第4話

朝の学校に向かう道中、龍太は虎五郎の姉・美幸(みゆき)がタピオカドリンクにハマっていると話を聞く。たしかに最近、あちこちを歩く女子達が、片手に必ずタピオカドリンクを持つ姿を度々目にしていた。虎五郎の姉も同じく、流行りに敏感なタイプである。


・・・


その週末明け。サルベンチに座る龍太が、虎五郎に姉のタピオカブームの様子を伺う。


龍太「虎の姉さん、相変わらずタピオカ飲んでるの?」

虎五郎「それがさー、急にピタッと飲まなくなったんだよ」

龍太「え?そうなんだ、もう飽きたの?」

虎五郎「いや、姉ちゃん今、俳優のジンって人にハマってて。その人がスマホの動画配信でタピオカ飲んでる女性は苦手だ、て言うのを聞いてから飲まなくなったわけよ」

龍太「色んな事にハマってるねー」

虎五郎「でも姉ちゃん、タピオカ飲んでる時、ウマイウマイ連発してるから純粋に好きなんだと思う」

龍太「大変そうだな、ファンって」

虎五郎「我慢してるよ」


・・・


週末に姉の美幸は、タピオカドリンク屋さんに行くのが癒しだった。だが、今は行けない。外に不用意に出ると、タピオカドリンクを持つ人に遭遇してしまうからだ。美幸は家にこもり、好きな俳優であるジンが出ているドラマをリビングで見ていた。


虎五郎「ただいまー!、あ、以外にウマイんだねコレ!」


と言って、ソファにいる姉の隣に虎五郎が座った。虎五郎の手には、タピオカミルクティがデカでかとあった。姉の美幸は、タピオカを飲みたいという思いを押し殺し、なんとか我慢していた。真横で飲まれるタピオカドリンクが、こんなにも私に苦痛を与えるのか、と美幸は感じながら虎五郎に鬼の視線を送っていた。


・・・


その翌朝。美幸と虎五郎は、学校に行く時間までテレビを見ていた。すると、見かけない新しいCMが流れ始めた。そのCMには、美幸の好きな俳優ジンが暑い日差しの中、ゴクゴクと爽やかにタピオカドリンクを飲んでいる姿が映っていた。


虎五郎と美幸「えっ!?」


そしてCMはあっという間に終わる。虎五郎は、ジンと言う俳優はタピオカドリンクについての発言の件をどう思っているのだと考えていた。気付くと虎五郎の隣にいた美幸がいなくなっていた。その直後、お財布を持った美幸がリビングに顔だけ出して虎五郎に捨て台詞を吐いた。

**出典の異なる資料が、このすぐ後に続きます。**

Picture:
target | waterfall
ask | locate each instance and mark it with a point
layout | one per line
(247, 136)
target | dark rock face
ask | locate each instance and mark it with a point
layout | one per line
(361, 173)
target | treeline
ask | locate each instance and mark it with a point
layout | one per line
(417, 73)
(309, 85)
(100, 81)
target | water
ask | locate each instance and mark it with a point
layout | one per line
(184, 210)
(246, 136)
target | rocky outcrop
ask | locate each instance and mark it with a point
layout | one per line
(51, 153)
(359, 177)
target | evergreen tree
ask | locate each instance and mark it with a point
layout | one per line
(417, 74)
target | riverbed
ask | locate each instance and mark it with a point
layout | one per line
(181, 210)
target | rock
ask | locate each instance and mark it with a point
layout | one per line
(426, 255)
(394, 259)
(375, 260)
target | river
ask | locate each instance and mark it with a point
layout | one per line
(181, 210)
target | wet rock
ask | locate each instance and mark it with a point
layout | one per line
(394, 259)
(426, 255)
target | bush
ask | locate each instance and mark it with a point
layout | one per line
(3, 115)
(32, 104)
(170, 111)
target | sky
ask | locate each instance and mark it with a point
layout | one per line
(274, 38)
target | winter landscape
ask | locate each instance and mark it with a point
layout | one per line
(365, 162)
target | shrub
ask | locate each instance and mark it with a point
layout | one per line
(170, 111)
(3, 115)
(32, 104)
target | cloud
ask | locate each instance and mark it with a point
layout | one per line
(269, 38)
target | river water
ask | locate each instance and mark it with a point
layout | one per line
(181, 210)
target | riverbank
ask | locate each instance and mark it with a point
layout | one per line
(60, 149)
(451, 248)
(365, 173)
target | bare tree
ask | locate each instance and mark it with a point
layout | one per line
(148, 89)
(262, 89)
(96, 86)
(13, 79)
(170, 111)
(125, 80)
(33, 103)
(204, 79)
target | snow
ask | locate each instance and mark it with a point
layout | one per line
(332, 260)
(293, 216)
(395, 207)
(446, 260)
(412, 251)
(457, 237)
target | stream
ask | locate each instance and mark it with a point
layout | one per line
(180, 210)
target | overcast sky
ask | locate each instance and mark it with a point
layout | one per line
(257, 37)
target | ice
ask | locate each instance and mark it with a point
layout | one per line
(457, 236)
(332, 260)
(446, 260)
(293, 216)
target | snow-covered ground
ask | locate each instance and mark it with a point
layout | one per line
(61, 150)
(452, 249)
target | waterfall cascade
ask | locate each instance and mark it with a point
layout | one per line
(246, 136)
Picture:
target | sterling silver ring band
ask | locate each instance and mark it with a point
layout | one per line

美幸「近くにあるタピオカドリンク屋で、ありったけのタピオカドリンク買ってくるわ」

虎五郎「、、あ、うん」


その日。虎五郎の家の冷蔵庫にはタピオカドリンクがパンパンに詰められていた。姉の美幸は学校を休み、ひたすらストローでタピオカを吸い込み続けていた。